Church people moved fast to online giving during the pandemic. People who had formerly thought God strongly preferred cash in offering plates embraced digital giving! Thanks be to God!

Giving is a spiritual discipline like prayer, part of following Jesus. It’s a discipleship question, not a budget question. Because giving is part of faithful living, the church needs to make it easy to give.

When the church limits giving to methods embraced by older people (cash, cheque), it sends the message that giving is for older people. I’m a Gen Xer who seldom carries cash and I haven’t written a cheque in years.

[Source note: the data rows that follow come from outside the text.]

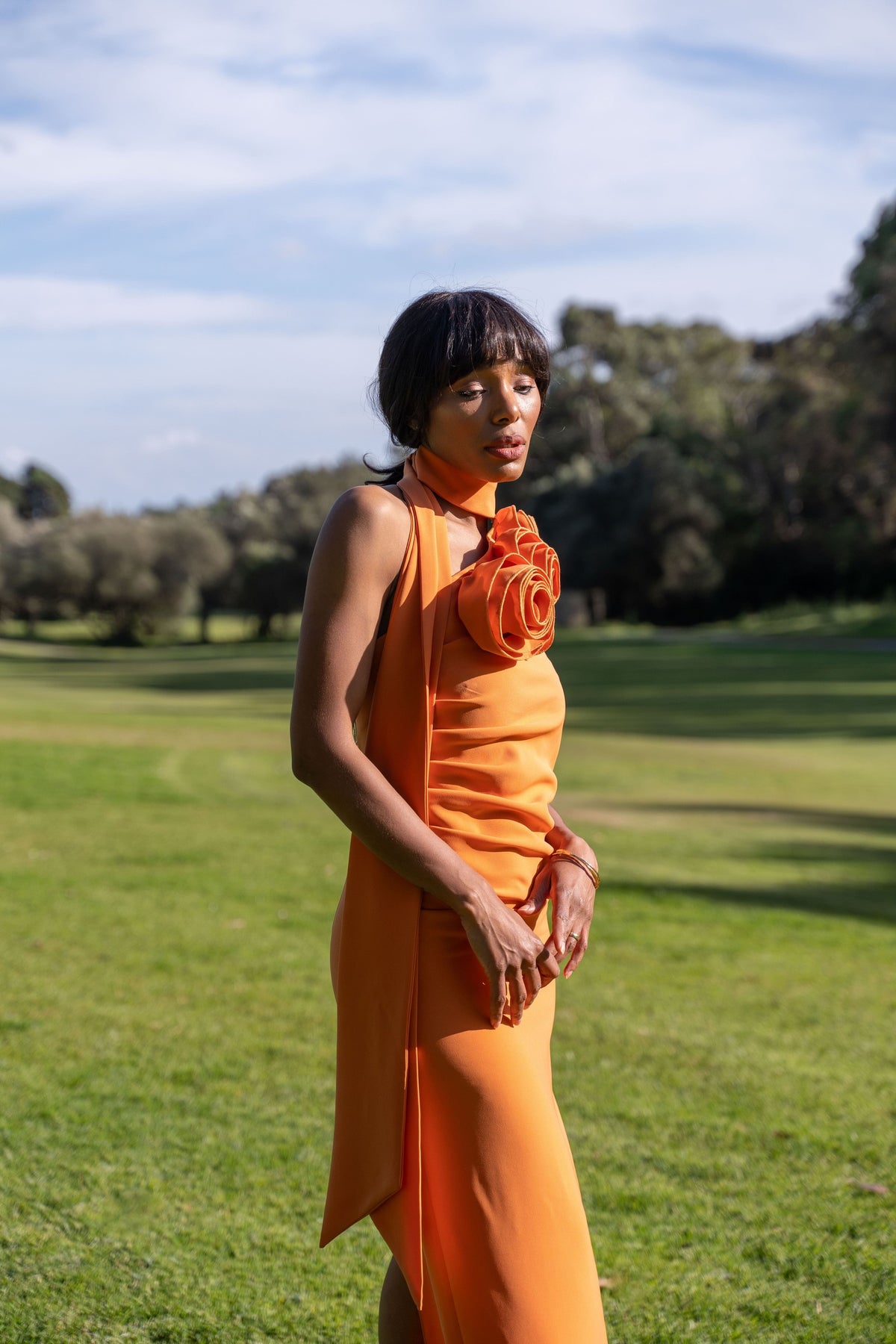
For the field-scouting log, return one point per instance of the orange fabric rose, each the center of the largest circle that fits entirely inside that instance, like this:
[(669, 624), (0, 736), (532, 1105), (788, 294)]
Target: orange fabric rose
[(507, 598)]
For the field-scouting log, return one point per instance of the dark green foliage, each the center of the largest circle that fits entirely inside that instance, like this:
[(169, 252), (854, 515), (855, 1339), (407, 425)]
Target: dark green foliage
[(43, 495)]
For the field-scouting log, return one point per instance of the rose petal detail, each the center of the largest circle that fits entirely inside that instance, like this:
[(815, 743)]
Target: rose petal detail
[(507, 598)]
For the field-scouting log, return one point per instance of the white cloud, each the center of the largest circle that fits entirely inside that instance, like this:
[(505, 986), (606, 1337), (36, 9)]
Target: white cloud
[(13, 458), (169, 441), (46, 302), (622, 155)]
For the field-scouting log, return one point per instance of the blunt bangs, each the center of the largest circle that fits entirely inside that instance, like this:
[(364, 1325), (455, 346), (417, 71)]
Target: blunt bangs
[(444, 336)]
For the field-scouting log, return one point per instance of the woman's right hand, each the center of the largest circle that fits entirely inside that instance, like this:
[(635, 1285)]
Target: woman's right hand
[(514, 959)]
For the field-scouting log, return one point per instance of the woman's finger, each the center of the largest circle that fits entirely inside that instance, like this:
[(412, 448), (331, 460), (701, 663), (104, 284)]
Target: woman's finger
[(547, 964), (519, 995), (561, 925), (579, 951), (497, 1001), (532, 977), (538, 897)]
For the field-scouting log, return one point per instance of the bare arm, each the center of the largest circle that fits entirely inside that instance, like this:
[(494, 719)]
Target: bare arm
[(356, 559)]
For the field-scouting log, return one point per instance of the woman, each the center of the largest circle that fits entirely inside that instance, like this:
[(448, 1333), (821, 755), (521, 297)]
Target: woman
[(428, 717)]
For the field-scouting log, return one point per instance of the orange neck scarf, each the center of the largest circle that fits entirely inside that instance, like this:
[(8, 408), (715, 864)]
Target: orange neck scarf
[(452, 484)]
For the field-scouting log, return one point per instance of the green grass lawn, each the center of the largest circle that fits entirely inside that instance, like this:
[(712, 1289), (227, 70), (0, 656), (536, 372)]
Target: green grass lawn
[(726, 1061)]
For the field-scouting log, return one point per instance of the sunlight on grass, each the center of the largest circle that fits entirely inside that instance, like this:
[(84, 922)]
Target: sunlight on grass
[(724, 1062)]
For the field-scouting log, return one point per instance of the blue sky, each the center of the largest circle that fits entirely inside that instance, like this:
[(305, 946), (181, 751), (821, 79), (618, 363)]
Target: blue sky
[(210, 213)]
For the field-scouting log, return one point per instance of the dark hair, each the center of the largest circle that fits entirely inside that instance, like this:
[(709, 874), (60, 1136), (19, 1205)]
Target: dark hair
[(444, 336)]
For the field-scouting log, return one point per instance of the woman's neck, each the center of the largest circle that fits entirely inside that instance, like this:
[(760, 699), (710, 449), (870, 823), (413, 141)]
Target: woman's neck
[(467, 494)]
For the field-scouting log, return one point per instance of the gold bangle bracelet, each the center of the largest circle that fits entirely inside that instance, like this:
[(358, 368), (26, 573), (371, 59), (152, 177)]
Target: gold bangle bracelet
[(583, 863)]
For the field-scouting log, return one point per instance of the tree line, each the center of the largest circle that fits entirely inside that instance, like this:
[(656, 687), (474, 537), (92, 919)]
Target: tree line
[(682, 473)]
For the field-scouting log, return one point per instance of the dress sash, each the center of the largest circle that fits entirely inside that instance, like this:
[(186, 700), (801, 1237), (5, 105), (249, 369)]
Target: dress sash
[(376, 1129)]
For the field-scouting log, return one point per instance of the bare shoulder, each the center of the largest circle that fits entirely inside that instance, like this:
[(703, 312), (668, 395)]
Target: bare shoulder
[(373, 520)]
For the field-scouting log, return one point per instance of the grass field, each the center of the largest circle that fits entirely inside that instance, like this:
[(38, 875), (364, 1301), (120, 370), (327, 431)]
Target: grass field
[(724, 1062)]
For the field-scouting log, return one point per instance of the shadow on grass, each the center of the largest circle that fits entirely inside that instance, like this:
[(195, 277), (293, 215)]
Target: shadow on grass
[(721, 691), (874, 900), (880, 823), (629, 685), (868, 894)]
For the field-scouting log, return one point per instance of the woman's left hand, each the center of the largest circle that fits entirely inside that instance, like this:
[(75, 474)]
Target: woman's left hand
[(571, 893)]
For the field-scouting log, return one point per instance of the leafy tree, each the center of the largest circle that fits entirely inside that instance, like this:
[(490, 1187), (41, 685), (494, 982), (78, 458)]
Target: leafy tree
[(43, 495)]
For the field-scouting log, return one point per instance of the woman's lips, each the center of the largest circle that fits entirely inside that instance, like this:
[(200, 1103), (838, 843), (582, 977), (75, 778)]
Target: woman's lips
[(508, 452)]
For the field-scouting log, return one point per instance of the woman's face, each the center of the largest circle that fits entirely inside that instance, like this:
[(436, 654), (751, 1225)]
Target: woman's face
[(482, 423)]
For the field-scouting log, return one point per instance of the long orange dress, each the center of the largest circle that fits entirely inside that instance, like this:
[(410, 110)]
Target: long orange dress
[(485, 1219)]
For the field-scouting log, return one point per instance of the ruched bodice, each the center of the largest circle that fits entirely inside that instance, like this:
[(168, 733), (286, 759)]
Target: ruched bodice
[(496, 735)]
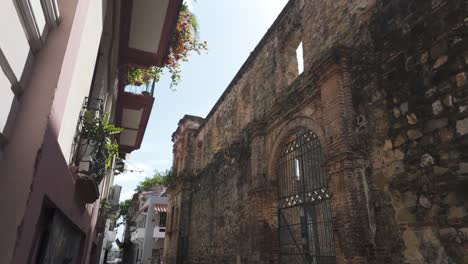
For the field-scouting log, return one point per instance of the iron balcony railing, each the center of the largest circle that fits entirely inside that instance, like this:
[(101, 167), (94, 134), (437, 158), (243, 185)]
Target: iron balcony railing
[(88, 158)]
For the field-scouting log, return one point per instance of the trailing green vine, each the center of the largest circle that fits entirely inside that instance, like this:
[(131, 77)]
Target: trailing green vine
[(183, 42)]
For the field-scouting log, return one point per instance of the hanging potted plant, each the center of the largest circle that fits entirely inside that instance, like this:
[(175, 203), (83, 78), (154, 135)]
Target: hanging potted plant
[(96, 136), (90, 136), (184, 41)]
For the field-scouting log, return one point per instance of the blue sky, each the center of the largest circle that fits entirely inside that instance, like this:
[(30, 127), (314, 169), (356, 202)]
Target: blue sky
[(232, 30)]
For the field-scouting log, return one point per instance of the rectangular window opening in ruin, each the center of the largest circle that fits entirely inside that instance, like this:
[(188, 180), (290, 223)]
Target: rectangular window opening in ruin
[(298, 175), (300, 58)]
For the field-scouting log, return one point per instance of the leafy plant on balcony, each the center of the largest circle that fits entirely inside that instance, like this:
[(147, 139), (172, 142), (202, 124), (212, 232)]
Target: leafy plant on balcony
[(137, 76), (183, 42), (101, 132)]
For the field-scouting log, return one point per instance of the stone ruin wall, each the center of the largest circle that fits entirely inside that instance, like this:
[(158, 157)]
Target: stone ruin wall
[(408, 73)]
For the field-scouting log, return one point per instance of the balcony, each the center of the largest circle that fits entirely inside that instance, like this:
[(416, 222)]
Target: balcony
[(146, 27), (134, 107), (88, 159), (138, 235), (159, 232)]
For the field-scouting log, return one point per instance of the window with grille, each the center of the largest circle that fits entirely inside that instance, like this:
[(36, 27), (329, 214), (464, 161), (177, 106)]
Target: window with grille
[(305, 224)]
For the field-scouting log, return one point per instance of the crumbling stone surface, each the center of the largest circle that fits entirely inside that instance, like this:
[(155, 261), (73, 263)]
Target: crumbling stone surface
[(384, 89)]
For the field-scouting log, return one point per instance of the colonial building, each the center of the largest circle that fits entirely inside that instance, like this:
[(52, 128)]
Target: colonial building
[(149, 227), (360, 158), (64, 63)]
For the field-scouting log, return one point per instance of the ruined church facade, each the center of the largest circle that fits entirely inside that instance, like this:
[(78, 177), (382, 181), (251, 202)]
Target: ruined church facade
[(361, 158)]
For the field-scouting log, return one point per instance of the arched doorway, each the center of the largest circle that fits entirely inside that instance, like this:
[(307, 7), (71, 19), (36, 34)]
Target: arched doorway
[(305, 224)]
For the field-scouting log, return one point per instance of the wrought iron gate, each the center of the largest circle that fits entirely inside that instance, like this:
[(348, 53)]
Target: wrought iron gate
[(305, 225)]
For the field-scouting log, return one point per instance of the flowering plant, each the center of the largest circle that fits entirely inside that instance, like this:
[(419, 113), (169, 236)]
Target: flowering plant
[(184, 40)]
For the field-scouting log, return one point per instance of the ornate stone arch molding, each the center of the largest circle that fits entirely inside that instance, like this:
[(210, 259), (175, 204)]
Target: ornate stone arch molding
[(283, 133)]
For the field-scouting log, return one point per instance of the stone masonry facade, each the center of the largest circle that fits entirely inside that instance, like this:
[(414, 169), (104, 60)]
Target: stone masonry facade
[(385, 90)]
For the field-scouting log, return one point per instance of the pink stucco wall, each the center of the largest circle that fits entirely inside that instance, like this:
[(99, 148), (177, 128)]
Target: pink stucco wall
[(33, 166)]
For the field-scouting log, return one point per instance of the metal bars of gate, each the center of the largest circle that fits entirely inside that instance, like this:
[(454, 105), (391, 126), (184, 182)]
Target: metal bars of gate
[(305, 224)]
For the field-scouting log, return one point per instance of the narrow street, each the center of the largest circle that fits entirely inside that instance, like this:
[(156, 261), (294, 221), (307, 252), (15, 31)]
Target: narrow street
[(234, 132)]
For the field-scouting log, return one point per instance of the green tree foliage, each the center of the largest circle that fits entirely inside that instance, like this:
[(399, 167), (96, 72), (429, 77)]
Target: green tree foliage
[(123, 207), (164, 178)]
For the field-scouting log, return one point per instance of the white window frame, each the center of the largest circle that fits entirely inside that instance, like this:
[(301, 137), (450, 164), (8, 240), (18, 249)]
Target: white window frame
[(51, 13)]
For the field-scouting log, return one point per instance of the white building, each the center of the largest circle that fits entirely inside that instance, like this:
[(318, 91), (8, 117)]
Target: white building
[(148, 234)]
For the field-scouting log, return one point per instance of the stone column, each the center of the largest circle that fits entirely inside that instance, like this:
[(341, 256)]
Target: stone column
[(149, 230), (345, 168)]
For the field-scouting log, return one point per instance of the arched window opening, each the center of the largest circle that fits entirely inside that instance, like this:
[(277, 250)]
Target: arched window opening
[(305, 224)]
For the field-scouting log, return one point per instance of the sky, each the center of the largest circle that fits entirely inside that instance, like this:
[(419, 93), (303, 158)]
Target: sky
[(232, 30)]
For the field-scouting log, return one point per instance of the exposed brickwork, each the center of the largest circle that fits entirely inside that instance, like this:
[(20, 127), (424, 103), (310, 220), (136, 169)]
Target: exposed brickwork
[(390, 111)]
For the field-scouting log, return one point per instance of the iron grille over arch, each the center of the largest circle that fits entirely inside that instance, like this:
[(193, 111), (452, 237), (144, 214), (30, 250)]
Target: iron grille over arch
[(305, 224)]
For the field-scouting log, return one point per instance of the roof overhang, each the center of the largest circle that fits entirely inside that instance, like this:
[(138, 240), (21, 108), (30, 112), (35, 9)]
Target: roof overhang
[(146, 28), (133, 111)]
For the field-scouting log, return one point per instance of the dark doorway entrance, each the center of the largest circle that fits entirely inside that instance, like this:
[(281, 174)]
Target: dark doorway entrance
[(305, 224)]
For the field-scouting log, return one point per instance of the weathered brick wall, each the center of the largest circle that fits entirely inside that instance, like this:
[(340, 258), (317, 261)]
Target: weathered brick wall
[(391, 113), (410, 84)]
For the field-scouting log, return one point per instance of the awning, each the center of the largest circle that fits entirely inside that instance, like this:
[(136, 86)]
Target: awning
[(160, 208)]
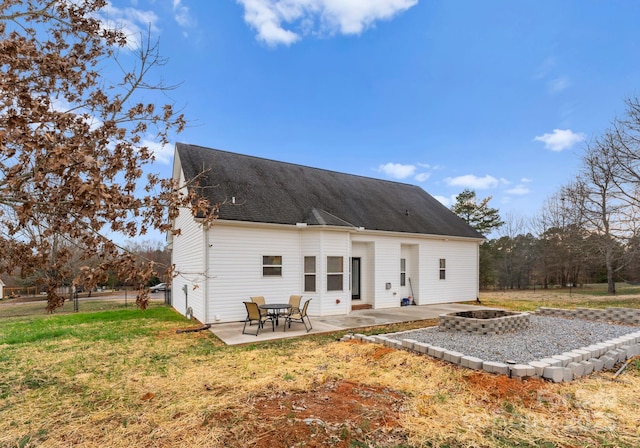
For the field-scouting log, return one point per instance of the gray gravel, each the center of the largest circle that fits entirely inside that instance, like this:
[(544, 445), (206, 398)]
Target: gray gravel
[(545, 337)]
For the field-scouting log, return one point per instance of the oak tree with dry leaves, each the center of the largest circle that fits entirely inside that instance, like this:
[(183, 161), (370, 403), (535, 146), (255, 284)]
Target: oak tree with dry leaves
[(72, 147)]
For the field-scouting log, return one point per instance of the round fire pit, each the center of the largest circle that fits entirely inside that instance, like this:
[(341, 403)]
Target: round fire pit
[(484, 321)]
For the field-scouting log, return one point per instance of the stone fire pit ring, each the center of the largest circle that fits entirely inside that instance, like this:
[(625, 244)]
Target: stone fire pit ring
[(487, 321)]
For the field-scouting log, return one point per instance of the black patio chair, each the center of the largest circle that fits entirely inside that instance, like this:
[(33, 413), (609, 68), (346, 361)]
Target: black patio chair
[(298, 316), (253, 315)]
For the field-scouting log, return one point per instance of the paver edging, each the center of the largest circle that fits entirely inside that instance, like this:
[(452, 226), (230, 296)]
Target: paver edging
[(564, 367)]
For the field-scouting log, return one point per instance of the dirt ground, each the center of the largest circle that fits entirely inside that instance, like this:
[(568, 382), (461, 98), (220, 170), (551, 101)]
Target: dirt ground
[(345, 413)]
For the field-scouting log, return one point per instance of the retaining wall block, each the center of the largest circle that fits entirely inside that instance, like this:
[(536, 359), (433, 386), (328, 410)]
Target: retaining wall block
[(588, 367), (554, 373), (602, 348), (598, 364), (452, 357), (568, 374), (408, 343), (563, 358), (522, 371), (608, 361), (617, 342), (618, 354), (436, 352), (539, 367), (552, 362), (586, 354), (577, 368), (594, 351), (575, 357), (421, 347), (471, 362), (495, 367)]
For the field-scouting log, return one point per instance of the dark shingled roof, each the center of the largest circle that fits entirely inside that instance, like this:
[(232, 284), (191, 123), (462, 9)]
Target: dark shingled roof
[(283, 193)]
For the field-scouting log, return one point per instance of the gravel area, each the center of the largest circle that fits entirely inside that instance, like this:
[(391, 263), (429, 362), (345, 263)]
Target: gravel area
[(545, 337)]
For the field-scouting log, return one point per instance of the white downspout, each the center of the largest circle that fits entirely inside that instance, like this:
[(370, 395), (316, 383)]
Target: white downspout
[(206, 274)]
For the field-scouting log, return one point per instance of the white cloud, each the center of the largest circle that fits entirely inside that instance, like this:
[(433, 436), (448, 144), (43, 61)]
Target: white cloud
[(519, 190), (133, 22), (559, 84), (473, 182), (324, 17), (560, 139), (545, 68), (181, 14), (397, 170), (162, 153), (446, 201)]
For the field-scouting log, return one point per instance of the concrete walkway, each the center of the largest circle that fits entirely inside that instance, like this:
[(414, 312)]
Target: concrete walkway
[(231, 333)]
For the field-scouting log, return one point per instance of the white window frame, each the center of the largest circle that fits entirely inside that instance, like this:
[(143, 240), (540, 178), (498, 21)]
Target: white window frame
[(309, 274), (335, 274), (270, 264)]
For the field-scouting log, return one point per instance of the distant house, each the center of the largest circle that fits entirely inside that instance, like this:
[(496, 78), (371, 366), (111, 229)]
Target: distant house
[(337, 238)]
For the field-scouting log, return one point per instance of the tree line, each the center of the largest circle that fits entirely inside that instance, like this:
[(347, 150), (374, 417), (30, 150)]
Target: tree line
[(586, 232)]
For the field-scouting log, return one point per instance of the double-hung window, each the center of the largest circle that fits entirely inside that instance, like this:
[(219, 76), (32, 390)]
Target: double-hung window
[(335, 273), (310, 274), (272, 265)]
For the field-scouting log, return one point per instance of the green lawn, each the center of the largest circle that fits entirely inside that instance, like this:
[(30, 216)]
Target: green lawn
[(124, 377)]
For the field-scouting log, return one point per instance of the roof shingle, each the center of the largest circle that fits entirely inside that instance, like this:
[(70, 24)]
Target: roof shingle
[(283, 193)]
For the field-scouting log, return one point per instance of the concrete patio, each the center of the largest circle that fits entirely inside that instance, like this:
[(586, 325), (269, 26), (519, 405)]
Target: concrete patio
[(231, 333)]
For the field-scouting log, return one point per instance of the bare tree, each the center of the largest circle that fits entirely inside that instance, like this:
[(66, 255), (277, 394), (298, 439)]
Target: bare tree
[(602, 204), (73, 145)]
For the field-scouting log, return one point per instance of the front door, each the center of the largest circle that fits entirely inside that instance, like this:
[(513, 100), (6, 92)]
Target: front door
[(355, 278)]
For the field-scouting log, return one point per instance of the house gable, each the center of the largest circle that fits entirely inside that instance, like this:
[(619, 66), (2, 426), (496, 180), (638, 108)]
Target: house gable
[(255, 189)]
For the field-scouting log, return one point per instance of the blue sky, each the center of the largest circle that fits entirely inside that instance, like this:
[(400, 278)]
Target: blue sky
[(497, 96)]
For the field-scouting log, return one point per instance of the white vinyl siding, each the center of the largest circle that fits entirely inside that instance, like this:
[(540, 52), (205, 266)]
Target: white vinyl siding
[(187, 257), (236, 263)]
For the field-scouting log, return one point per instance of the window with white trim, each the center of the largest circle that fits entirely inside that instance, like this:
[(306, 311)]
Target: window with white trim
[(309, 274), (272, 265), (335, 273)]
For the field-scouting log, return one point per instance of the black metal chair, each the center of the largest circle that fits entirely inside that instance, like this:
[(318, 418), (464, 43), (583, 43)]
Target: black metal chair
[(298, 316), (253, 315)]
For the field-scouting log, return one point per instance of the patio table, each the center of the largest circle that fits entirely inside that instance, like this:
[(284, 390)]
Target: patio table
[(276, 309)]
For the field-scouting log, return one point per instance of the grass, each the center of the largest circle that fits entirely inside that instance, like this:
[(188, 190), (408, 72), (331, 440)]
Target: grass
[(588, 296), (124, 378)]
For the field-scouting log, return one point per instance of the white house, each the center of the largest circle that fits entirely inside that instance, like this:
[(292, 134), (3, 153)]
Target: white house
[(336, 238)]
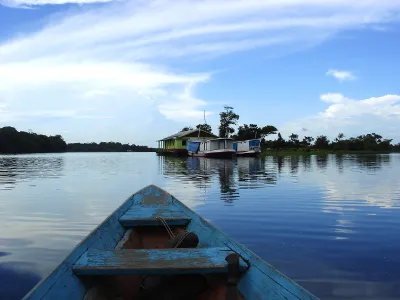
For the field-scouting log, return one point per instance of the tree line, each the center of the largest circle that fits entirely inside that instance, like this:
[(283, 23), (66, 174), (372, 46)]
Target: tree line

Forget cheques, my kids think I’m antiquated for using a debit card. They use credit cards, their phone or their watch to pay.

What if the Holy Spirit is nudging someone to give to their church and that person lives on their phone? Christians believe in the Holy Spirit - God's presence working in mysterious ways.  Theologians have a fancy word for the study of this - pneumatology.

Christians also believe in promoting generosity, in the spiritual discipline of giving.

Christians, more than anyone, should be about making it easy to give. 

Can somone donate to your church using their phone?

Imagine Matthew comes to his grandmother’s funeral and want to make a gift to her church in her memory. He pulls out his phone. Can he make a gift? And will the church thank him for his gift? It may be the only contact Matthew has with the church. The church’s response to Matthew’s gift is an opportunity for Christian witness. The church’s gratitude provides testimony. What does our silence say?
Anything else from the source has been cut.